Australian scientists conducted a large-scale study, during which they conducted a thorough analysis of the long-term effects of COVID-19 on the activity of the immune system. They tracked a wide range of biomarkers and found that immune disorders persist for at least six months after patients recover.
A new study, not yet peer-reviewed or published in a journal, describes the effects of infection on the peripheral immune systems of COVID-19 survivors. Most of the subjects suffered only a mild form of the disease. Blood samples were taken from each subject three times during the six-month study.
Scientists studied the levels of about 130 different immune cells, as well as tracked antibody responses and measured the expression of thousands of different genes associated with immune functions. The results show persistent inflammatory responses and immune dysregulation for six months after recovery.

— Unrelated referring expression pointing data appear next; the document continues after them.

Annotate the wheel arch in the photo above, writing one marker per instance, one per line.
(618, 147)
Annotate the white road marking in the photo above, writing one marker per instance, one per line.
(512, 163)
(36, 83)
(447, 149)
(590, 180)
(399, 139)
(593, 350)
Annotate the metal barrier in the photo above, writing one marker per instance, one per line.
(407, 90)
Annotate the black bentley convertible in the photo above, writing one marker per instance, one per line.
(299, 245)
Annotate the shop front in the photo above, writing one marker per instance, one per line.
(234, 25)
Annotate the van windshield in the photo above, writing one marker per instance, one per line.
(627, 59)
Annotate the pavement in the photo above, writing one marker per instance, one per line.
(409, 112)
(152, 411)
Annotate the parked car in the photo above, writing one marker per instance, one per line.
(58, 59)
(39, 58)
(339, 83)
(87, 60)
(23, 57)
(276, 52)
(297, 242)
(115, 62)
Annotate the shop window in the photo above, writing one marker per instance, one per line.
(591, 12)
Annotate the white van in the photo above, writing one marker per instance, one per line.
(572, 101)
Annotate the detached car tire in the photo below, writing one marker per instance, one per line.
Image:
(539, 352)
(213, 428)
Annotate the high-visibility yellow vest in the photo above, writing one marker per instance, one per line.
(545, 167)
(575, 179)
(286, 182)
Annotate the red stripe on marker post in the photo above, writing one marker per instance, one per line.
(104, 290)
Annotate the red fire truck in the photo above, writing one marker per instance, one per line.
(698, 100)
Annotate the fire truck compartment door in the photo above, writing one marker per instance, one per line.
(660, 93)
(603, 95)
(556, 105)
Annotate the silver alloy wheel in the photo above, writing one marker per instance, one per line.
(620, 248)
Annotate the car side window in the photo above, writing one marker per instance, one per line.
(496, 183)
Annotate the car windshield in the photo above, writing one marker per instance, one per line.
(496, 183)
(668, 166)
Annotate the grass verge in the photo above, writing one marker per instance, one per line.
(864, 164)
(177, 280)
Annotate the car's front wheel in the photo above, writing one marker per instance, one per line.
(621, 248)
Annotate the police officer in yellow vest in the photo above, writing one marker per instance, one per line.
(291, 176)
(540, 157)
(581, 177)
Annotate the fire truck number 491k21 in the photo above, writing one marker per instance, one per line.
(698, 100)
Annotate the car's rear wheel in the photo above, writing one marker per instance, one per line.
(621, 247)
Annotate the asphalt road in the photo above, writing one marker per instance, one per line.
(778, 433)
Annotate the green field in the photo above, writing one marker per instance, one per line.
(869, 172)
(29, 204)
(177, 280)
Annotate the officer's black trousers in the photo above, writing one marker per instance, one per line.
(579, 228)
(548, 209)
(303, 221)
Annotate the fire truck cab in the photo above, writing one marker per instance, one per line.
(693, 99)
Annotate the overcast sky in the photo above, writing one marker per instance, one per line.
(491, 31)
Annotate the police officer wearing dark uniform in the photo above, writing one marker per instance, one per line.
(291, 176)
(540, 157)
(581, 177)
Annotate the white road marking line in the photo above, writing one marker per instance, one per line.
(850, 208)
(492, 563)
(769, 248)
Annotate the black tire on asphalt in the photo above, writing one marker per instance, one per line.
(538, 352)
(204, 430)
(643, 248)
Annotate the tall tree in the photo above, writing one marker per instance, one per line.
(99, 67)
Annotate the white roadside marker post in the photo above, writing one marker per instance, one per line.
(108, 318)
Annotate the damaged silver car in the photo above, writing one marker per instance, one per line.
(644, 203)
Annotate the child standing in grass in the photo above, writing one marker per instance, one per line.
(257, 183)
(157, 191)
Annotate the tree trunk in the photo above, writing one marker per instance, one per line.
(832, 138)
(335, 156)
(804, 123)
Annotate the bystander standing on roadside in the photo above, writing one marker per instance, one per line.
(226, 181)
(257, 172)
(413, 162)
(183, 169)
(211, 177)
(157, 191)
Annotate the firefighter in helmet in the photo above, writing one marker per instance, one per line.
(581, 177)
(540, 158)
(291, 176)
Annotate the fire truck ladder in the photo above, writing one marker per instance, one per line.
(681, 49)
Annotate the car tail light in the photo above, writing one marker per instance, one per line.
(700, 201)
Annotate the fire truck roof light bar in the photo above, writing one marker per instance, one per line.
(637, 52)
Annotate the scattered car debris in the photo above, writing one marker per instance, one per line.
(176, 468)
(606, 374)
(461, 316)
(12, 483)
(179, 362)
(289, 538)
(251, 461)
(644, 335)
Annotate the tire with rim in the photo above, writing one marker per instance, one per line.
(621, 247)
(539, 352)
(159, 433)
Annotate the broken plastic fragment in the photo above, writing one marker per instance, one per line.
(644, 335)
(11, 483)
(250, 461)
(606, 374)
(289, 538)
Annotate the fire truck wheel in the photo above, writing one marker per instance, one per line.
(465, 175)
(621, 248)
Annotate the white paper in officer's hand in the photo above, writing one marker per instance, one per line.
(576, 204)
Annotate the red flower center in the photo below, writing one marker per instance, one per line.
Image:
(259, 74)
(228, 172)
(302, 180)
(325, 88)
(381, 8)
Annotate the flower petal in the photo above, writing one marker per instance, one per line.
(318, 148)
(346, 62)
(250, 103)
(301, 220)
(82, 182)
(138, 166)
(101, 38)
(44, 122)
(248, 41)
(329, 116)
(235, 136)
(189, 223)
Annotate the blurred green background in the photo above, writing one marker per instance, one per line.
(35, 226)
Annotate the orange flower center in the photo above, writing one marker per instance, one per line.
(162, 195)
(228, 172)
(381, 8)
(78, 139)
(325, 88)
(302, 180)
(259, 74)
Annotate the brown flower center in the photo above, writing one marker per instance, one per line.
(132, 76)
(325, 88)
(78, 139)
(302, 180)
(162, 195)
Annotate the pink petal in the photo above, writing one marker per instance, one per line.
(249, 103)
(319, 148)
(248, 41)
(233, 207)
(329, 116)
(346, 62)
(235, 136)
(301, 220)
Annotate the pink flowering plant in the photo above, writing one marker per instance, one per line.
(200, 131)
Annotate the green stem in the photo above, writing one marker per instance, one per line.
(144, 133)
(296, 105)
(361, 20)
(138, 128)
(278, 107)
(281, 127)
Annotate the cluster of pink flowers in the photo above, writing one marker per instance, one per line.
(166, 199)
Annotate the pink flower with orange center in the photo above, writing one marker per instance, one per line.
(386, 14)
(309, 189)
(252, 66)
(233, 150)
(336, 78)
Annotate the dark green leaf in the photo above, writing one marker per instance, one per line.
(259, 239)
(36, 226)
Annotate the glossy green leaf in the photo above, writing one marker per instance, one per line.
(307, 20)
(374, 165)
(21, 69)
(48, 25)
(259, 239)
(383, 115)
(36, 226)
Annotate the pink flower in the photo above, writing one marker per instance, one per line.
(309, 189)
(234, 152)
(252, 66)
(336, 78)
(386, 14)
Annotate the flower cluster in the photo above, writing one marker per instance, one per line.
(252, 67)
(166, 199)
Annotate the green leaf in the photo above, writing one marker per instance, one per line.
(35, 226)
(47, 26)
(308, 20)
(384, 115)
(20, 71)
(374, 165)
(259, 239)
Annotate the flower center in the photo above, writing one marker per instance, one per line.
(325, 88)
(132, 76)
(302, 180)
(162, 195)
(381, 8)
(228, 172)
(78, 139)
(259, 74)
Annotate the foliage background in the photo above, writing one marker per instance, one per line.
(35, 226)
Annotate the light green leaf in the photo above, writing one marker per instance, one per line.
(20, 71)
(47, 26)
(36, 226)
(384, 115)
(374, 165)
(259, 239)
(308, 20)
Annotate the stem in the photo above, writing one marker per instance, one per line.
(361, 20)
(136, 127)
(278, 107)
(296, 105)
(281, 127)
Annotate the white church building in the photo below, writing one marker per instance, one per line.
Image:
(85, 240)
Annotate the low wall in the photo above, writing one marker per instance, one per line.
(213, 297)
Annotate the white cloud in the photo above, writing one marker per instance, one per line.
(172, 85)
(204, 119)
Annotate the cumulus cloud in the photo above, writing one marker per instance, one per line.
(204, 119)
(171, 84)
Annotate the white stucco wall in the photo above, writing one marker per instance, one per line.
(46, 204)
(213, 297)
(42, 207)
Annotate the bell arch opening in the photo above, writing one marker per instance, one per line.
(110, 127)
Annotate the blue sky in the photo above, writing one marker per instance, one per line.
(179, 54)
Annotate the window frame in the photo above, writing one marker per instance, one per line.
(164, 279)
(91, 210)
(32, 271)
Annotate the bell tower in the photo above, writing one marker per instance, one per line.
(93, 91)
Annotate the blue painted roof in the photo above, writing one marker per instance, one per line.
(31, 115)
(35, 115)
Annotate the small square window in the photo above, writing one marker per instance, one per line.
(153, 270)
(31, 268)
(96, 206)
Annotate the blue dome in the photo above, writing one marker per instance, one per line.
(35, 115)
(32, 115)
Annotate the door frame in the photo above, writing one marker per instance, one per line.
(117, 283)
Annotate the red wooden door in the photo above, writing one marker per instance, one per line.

The study found a significant dysregulation of immune cells that was most severe 12 weeks after infection, but still manifested itself in most cases for six months and possibly even longer.
David Lynn, one of the lead researchers on the project.
The co-author of the study notes that it is possible that the dysregulation is related to the physical symptoms of prolonged COVID-19, however, further research is needed to prove this.
An earlier UK study published in April found persistent immune disorders in hospitalized COVID-19 patients six months after discharge. However, the work of Australian scientists is focusing on various cases of COVID-19, from mild to severe. And one of the biggest surprises for the researchers was the lack of any correlation between the severity of the acute illness and the degree of post-infectious immune dysfunction.
New research is still available on medRxiv.